Karla Sandoval Mendoza
karlasm at stanford dot edu
As an anthropologist, I have always been fascinated by the enormous cultural diversity within both ancient and modern indigenous populations across the Americas and particularly in Mexico, where I'm originally from. My first experience with indigenous communities was to perform ethnographic studies in a small rural village of Southern Mexico. The members of the community then asked me if I could find out more about their origins and population history in their blood. Since then, my main research interest has focused on the intersection between human genetics and anthropology. After being awarded with a CONACYT fellowship from the Mexican government, I moved to Barcelona to do my PhD in population genetics at the Pompeu Fabra University and joined the Bustamante Lab in May 2010. My current research projects include: Native American Exome Diversity of extant indigenous populations within Mexico, Native American ancient DNA recovered from pre-Columbian mummies across Mexico, Exome sequencing project of ancient DNA from Teotihuacan, and correlation between genetic and linguistic differences among different Nahua populations. Another major effort is to coordinate new sampling expeditions and collecting phenotypes across the Americas with a strong commitment to properly conducted fieldwork and community engagement.

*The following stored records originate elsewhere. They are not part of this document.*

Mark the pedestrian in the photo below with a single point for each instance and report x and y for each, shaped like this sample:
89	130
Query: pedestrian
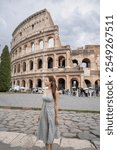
48	128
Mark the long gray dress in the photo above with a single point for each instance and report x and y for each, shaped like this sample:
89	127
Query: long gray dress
47	129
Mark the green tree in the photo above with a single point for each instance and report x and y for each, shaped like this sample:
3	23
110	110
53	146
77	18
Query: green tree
5	70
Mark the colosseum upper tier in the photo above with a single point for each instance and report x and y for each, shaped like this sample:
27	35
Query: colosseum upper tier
37	53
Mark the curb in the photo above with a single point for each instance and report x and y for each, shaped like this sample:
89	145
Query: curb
15	140
36	109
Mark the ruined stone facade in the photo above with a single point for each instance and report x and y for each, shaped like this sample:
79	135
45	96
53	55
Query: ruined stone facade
37	53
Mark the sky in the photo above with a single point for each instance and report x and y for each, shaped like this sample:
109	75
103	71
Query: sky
78	20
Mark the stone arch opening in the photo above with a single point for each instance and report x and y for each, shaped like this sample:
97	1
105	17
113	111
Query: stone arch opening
41	44
61	62
23	83
39	83
15	69
39	63
86	63
88	83
18	68
97	83
74	84
61	84
30	84
31	65
18	82
50	42
25	48
75	63
32	47
24	66
50	62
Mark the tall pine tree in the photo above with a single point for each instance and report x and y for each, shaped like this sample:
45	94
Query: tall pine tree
5	70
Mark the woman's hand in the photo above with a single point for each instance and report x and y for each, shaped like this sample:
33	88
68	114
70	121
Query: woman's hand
57	121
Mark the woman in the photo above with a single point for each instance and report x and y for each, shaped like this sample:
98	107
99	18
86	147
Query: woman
49	121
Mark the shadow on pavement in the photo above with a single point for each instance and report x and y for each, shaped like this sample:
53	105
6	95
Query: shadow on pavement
4	146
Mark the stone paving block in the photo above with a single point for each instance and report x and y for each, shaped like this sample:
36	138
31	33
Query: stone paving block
3	135
17	142
10	137
75	143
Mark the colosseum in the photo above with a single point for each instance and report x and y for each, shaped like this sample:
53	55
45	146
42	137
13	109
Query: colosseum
37	52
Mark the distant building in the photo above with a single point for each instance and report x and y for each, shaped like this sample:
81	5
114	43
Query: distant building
37	53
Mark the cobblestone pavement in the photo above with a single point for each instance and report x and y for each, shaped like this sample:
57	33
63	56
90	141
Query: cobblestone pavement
72	124
65	101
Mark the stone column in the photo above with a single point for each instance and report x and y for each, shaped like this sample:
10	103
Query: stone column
67	82
34	64
27	66
34	82
27	84
57	42
45	43
36	45
68	59
55	61
82	81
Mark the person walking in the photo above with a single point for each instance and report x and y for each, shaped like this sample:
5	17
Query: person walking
48	128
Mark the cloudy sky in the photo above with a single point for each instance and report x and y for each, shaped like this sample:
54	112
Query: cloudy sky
78	20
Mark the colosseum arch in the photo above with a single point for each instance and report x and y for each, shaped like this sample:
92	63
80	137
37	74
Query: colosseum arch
30	84
31	65
18	68
61	62
74	84
87	82
18	82
39	83
75	62
24	66
23	83
50	42
25	49
97	83
16	53
86	63
61	84
50	62
39	63
15	69
32	47
41	44
20	51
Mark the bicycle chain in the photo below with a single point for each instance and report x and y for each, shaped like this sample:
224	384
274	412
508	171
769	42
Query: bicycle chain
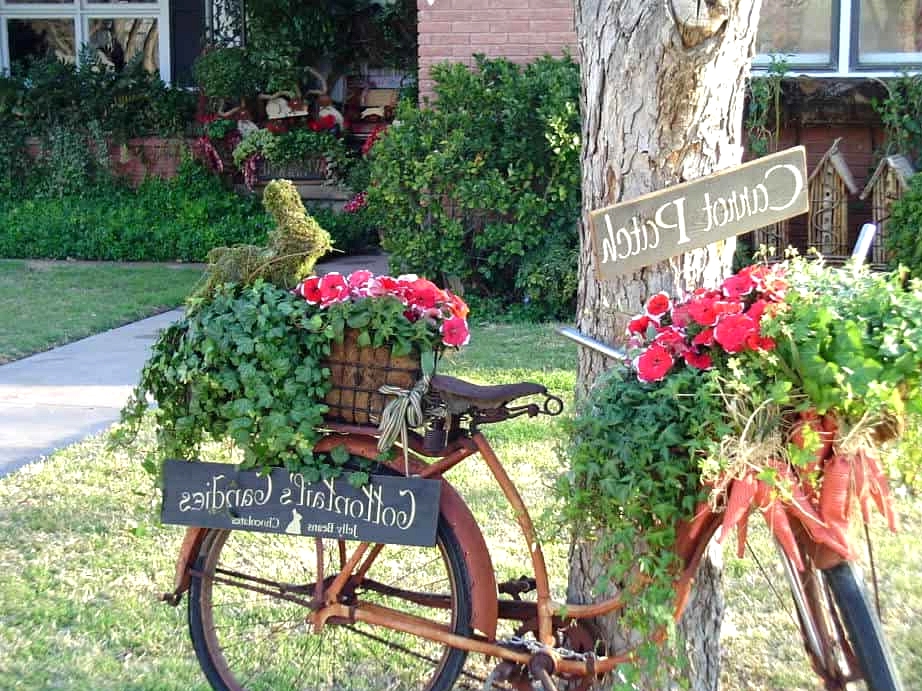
534	647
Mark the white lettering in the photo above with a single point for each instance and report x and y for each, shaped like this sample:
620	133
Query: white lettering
798	184
679	219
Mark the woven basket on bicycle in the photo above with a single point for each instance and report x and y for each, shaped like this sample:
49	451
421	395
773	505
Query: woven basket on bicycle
357	373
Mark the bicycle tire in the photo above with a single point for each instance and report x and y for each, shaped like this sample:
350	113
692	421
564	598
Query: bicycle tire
863	628
358	657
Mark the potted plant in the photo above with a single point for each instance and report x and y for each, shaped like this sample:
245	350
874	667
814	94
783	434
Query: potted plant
770	393
258	366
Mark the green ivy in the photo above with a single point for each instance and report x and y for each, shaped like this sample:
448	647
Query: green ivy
633	474
903	242
901	114
477	188
163	220
247	366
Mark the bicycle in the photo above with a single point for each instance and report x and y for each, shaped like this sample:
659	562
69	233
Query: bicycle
276	611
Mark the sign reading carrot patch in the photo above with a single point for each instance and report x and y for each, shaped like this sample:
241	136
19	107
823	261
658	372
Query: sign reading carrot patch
646	230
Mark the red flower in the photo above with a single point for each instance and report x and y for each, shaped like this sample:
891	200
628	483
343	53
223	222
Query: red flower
310	289
423	293
639	324
333	288
457	306
697	360
757	309
455	332
359	281
739	285
722	307
672	338
704	338
680	316
653	364
658	305
732	331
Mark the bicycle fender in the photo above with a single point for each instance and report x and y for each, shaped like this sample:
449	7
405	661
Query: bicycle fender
484	598
188	551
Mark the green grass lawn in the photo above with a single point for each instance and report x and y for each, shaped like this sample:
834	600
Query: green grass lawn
45	304
83	559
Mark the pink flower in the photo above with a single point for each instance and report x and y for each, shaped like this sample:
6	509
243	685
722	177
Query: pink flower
702	311
704	338
423	294
653	364
360	280
732	331
457	305
333	288
639	324
672	338
658	305
310	290
455	332
738	285
680	316
697	360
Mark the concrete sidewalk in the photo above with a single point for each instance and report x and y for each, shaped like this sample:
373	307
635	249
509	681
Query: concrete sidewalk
58	397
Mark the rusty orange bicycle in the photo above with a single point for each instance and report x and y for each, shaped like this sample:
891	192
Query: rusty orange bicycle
292	612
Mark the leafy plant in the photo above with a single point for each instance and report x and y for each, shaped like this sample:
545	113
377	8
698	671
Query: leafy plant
227	74
163	220
351	233
247	364
771	392
764	102
476	188
901	114
902	239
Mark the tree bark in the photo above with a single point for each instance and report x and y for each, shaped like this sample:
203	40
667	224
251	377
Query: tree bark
663	86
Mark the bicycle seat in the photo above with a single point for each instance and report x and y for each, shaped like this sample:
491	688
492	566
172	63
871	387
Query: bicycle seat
460	396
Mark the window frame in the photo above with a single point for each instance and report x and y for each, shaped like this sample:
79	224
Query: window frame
81	12
844	58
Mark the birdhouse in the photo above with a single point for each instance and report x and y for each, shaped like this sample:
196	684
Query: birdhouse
888	184
829	186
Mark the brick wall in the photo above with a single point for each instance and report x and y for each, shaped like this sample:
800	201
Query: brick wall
520	30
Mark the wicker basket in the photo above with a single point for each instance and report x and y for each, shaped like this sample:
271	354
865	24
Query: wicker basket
357	373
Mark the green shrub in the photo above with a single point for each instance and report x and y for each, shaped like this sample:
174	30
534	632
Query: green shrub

suyashs at stanford dot edu
I am interested in developing computational and statistical methods that can be used to understand the evolutionary history of human populations and the genetic basis of diseases. My research focuses on developing models that can efficiently analyze large datasets while making realistic assumptions about the evolutionary processes involved. During my PhD at Carnegie Mellon University, I worked on developing hierarchical Bayesian models for the probabilistic clustering of admixed genomes.
msikora at stanford dot edu
My research focuses broadly on the inference of selection and demography from genomic data in a variety of species, including domesticated rice, dogs, and humans. I am interested in the development and application of methods for detecting positive selection in the genome, with the aim of gaining a better understanding of the genomic basis of adaptation and the how different evolutionary forces shape genomic variation.
gwojcik at stanford dot edu
I am a genetic epidemiologist interested in human-pathogen co-evolution. Specifically, I am interested in how host-pathogen interactions have shaped human genetics and how it can inform better treatment for infectious diseases, as well as vaccine development. I received an MHS in Human Genetics/Genetic Epidemiology, followed by a PhD in Epidemiology from Johns Hopkins University Bloomberg School of Public Health. My dissertation work focused on the evaluation of secondary methods for genome-wide association studies, as well as the genetics underlying the infant response to oral poliovirus vaccine. I joined the Bustamante lab in January 2014, where I am focusing on genetic epidemiology across diverse populations as part of a large genetics consortium while continuing to examine the consequences of selective pressures that pathogens exert upon human populations.